Investigate the involvement of the histaminergic projections from tuberomammillary nucleus (TMN) to the spinal cord in the modulation of nociception and peripheral edema in a model of monoarthritis.
Subacute monoarthritis was induced by an intraarticular injection of carrageenan followed by LPS 72 h later. Disability and joint edema were assessed at the 3rd hour after LPS and at every hour up to 6 h.

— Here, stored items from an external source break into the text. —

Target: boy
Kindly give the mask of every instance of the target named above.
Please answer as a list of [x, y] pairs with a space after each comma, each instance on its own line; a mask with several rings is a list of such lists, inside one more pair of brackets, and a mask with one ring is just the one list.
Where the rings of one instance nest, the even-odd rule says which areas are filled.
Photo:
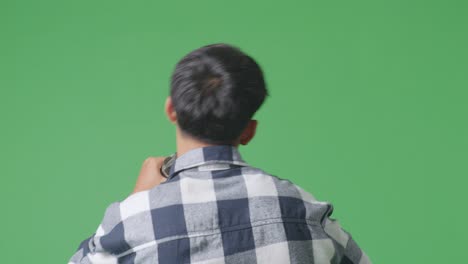
[[165, 104], [176, 153], [144, 162], [70, 263], [370, 263], [331, 204], [242, 159], [267, 96], [261, 68], [236, 47], [182, 58]]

Intrathecal administration of histamine potentiated joint incapacitation and edema, while the H1R antagonist cetirizine decreased both. The H3R agonist immepip decreased both incapacitation and edema, while the H3R antagonist thioperamide had the opposite effect. The microinjection of glutamate into the ventral TMN (vTMN) caused an increase of incapacitation and articular edema, whereas the blockade of this nucleus by cobalt chloride inhibited both parameters. Intrathecal administration of cetirizine prevented the increase of incapacitation and joint edema caused by glutamate microinjection into the vTMN. Similarly, an intrathecal injection of the NKCC1 cotransporter inhibitor bumetanide prevented the effects of glutamate microinjection into the vTMN, whereas coadministration of histamine with bumetanide only inhibited the potentiation of joint edema. A microinjection of orexin B into the vTMN potentiated incapacitation and joint edema, while coadministration of the OX1/2 receptor antagonist almorexant with orexin B did not.
These data support the notion that TMN participates in the modulation of a peripheral inflammatory process by means of histaminergic projections to the spinal cord, and the hypothalamus may trigger TMN activation by means of glutamate and orexin.